27 April 2019 at MUSEUM MMK
Above: Susanne Pfeffer / Introduction
Both the brutal clarity and cold materiality that distinguish the oeuvre of Cady Noland turn things supposedly familiar and commonplace into manifestations of power and violence through exclusion, containment, control and punishment, but also expressions of longing for consumption and mobility. The immediacy of her works blurs the boundaries between object and subject.
„One Day on Cady Noland“ seeks to revive the discursive debate that—owing to Noland’s long withdrawal from exhibition activity—has taken place only on occasion over the past years. The lectures will examine her work from art- and cultural-historical, philosophical and artistic perspectives. In the process, such issues as her artistic method, aspects of (post-)minimalism, objectification, transgression or the differences between socially accepted and terrorist violence as a means of individuation will present themselves for discussion.
Diedrich Diederichsen / Hardware Store and Transgression: Doing your Thing
In the art and counter-culture of the 1980s, sociopaths were in great demand. After nearly twenty years of post-hippie self-realization culture, the focus had shifted to the repressed, dark side of individualism. Now the names of serial killers were part of a good education. At the same time and under the same pressure, fourth walls and White Cubes broke in two so that what they contained immediately revealed itself as tools. Randomly arranged slats appeared as swastikas and minimalist sculptures as modules of prison architecture.
Jeannine Tang / Couplings and Uncouplings
Returning to Cady Noland’s early exhibitions and their critical reception, this lecture focuses on her sculpture of the late 1980s and early 1990s, with attention to the interactions of materials and placement in her work. Even as Noland’s art was initially received within and against debates on commodity art and postmodernism, critics noted the psychosocial possibilities that arose within her process-based and postminimal methods. Emphasizing the behavior of Noland’s sculpture within the space of exhibition, this lecture addresses the objects, viewership and presentation of her work, in the context of adjacent experiments by such artists as Gretchen Faust, Jessica Diamond and others.
Peter Osborne / The Obviousness and Opaqueness of the 80s: Cady Noland’s Dirty Minimalism, Squeaky
Where does art criticism stand today in relation to the institutionalized art of the 1980s? Where does the world stand today in relation to the United States of America? How does the work of Cady Noland bring these two questions into focus together? And what does this standpoint bring to the experience of Cady Noland’s works?

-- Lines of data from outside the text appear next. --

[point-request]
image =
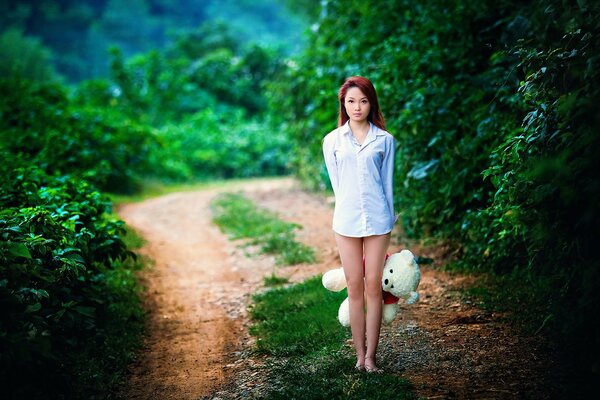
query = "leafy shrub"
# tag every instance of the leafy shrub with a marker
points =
(60, 254)
(494, 108)
(38, 123)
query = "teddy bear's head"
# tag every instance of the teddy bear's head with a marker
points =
(401, 276)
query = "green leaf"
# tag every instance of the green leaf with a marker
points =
(33, 308)
(19, 250)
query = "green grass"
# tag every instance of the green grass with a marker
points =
(528, 302)
(297, 327)
(153, 188)
(238, 216)
(102, 365)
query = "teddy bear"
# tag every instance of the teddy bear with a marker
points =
(401, 277)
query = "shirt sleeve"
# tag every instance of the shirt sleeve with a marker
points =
(330, 163)
(387, 175)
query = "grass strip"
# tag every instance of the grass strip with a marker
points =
(100, 367)
(297, 327)
(238, 216)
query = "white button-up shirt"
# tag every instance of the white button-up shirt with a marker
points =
(362, 181)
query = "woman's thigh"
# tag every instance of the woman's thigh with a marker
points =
(375, 248)
(351, 255)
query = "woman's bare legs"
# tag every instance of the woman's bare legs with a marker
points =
(375, 248)
(351, 255)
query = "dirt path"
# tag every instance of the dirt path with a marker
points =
(201, 282)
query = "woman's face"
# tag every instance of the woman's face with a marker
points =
(357, 105)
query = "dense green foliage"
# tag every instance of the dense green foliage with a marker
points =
(493, 105)
(78, 34)
(40, 125)
(238, 216)
(297, 327)
(70, 315)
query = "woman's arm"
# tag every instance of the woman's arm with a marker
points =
(387, 175)
(330, 163)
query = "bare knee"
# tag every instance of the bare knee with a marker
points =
(355, 288)
(373, 287)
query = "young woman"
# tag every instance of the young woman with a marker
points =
(359, 156)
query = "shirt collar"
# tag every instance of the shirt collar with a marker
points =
(345, 129)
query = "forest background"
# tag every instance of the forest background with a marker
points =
(493, 104)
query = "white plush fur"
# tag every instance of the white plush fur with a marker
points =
(401, 277)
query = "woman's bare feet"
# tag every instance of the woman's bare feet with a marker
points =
(360, 364)
(370, 365)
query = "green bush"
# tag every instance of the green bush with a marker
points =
(39, 125)
(494, 108)
(65, 285)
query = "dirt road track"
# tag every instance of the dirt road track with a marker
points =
(197, 291)
(201, 283)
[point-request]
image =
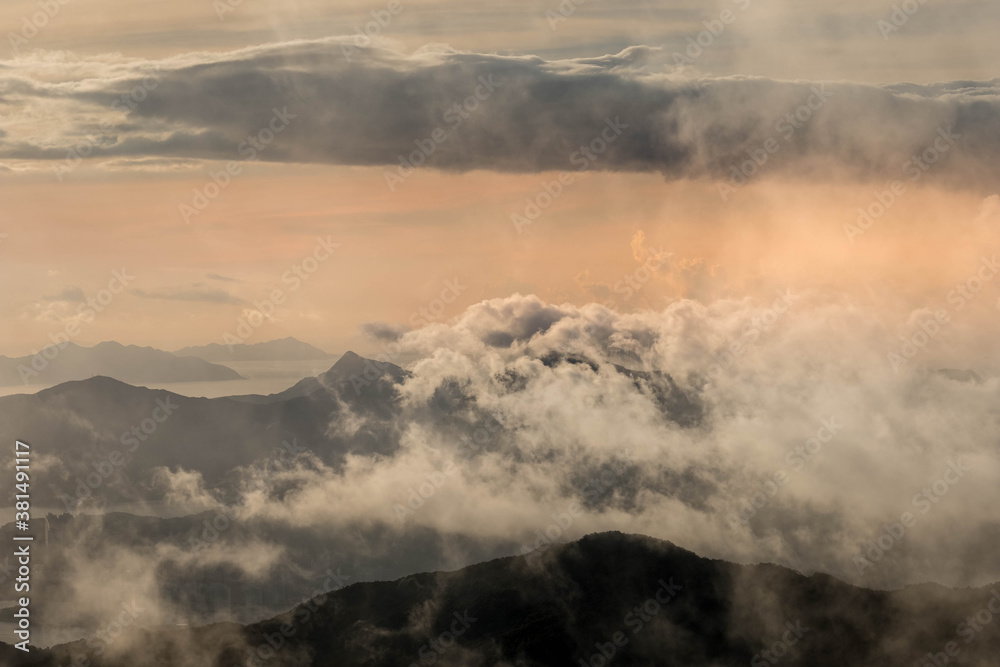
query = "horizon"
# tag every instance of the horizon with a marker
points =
(401, 286)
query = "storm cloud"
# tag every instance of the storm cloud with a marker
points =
(439, 108)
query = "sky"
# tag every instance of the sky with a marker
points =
(119, 120)
(790, 207)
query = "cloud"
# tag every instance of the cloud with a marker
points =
(379, 105)
(382, 332)
(654, 422)
(194, 293)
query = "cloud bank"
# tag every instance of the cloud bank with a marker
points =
(460, 111)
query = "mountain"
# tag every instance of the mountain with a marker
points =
(607, 599)
(128, 363)
(283, 349)
(84, 423)
(351, 369)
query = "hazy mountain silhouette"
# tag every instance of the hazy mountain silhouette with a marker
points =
(83, 423)
(282, 349)
(608, 599)
(127, 363)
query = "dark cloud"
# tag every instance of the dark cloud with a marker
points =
(372, 106)
(383, 332)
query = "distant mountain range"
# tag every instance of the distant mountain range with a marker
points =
(127, 363)
(283, 349)
(84, 422)
(607, 599)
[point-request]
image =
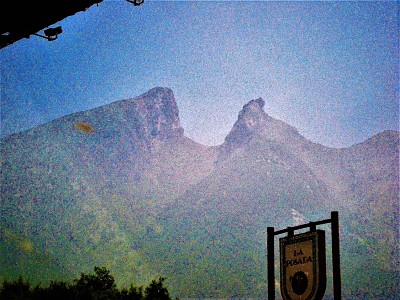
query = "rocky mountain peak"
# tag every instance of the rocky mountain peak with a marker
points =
(254, 121)
(251, 120)
(159, 113)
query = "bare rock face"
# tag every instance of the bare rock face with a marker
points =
(159, 113)
(253, 121)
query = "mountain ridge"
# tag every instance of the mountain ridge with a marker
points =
(122, 186)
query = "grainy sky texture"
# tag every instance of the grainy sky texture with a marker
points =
(328, 68)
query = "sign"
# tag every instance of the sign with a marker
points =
(303, 266)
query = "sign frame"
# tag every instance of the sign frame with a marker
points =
(335, 239)
(303, 266)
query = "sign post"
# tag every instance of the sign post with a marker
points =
(303, 261)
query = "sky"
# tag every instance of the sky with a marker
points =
(330, 69)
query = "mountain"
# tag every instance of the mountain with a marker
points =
(121, 186)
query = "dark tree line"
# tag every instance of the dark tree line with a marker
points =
(98, 286)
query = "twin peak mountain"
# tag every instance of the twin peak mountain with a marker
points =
(153, 117)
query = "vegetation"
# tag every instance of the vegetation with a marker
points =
(98, 286)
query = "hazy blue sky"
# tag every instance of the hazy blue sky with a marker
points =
(328, 68)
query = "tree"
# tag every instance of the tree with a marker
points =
(156, 291)
(15, 290)
(100, 285)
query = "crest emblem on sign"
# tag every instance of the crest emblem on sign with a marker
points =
(303, 266)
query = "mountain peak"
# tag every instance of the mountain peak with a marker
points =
(254, 121)
(160, 113)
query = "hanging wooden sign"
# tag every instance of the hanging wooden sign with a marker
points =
(303, 266)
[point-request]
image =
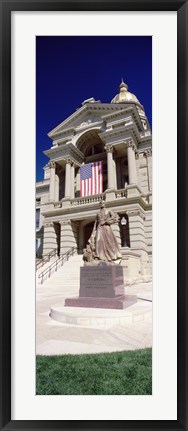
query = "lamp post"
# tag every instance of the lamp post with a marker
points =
(123, 224)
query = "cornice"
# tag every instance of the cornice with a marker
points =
(61, 152)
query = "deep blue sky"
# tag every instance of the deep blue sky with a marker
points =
(70, 69)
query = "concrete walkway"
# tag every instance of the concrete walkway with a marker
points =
(133, 330)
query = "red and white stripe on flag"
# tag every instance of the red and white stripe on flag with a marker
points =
(91, 179)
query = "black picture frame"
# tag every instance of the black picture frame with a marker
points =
(6, 7)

Larne Abse Gogarty / For your own Security
This talk addresses the everyday signs of aggression and constrained movement alongside the repeated motifs of cults in Cady Noland’s work. By pairing these two aspects, I stress that despite the repetition of guns, chain-links, nooses and handcuffs, there’s little in her practice that signals bondage or violence as a transgressive set of symbols. Instead, those images accumulate to suggest the protection of property as a crucial all-American tenet, and securitization as a form of violence that is central to upholding property as a mode of individuation. In contrast, Noland’s engagement with extreme groupings such as the Symbionese Liberation Army or the Manson family evoke celebrity as arising through extraordinary violence, and situations where the self gets lost through becoming subordinated to the desire of others, or the integrity of the group. How do we move between these two forms of violence in Noland’s work? And how does the contrast between socially acceptable violence (“standing your ground”) and extraordinary, ritual violence relate to the production of this work during a period in American history where crime was understood as both endemic, and within the media, situated within a deeply racialized moral panic about certain social formations? How do Noland’s two forms of violence allow us to think about the gang of the 1980–90s in relation to the cult of the 1960–70s?
Inka Meißner / No Symbols, no Trade
Violence and its depiction in the media may not have changed as much over the years as the systems at our disposal for reflecting on them. Along a narrow time axis extending from the early 1960s to the present and marking Cady Noland’s formal handling of pictorial material at its point of symmetry, we will undertake to examine the cybernetic deployment of the relationship between images about violence and images as violence. It may thus prove possible to reconstruct how the place of protest has wandered from the artistic object to the level of circulation, while the logic of the “mirror device”—of market research as one of the psychopath’s most treacherous tricks, according to Noland in Towards a Metalanguage of Evil—has come into use as a method of government. Ultimately the question arises as to what that can mean for how we deal with images and their information today.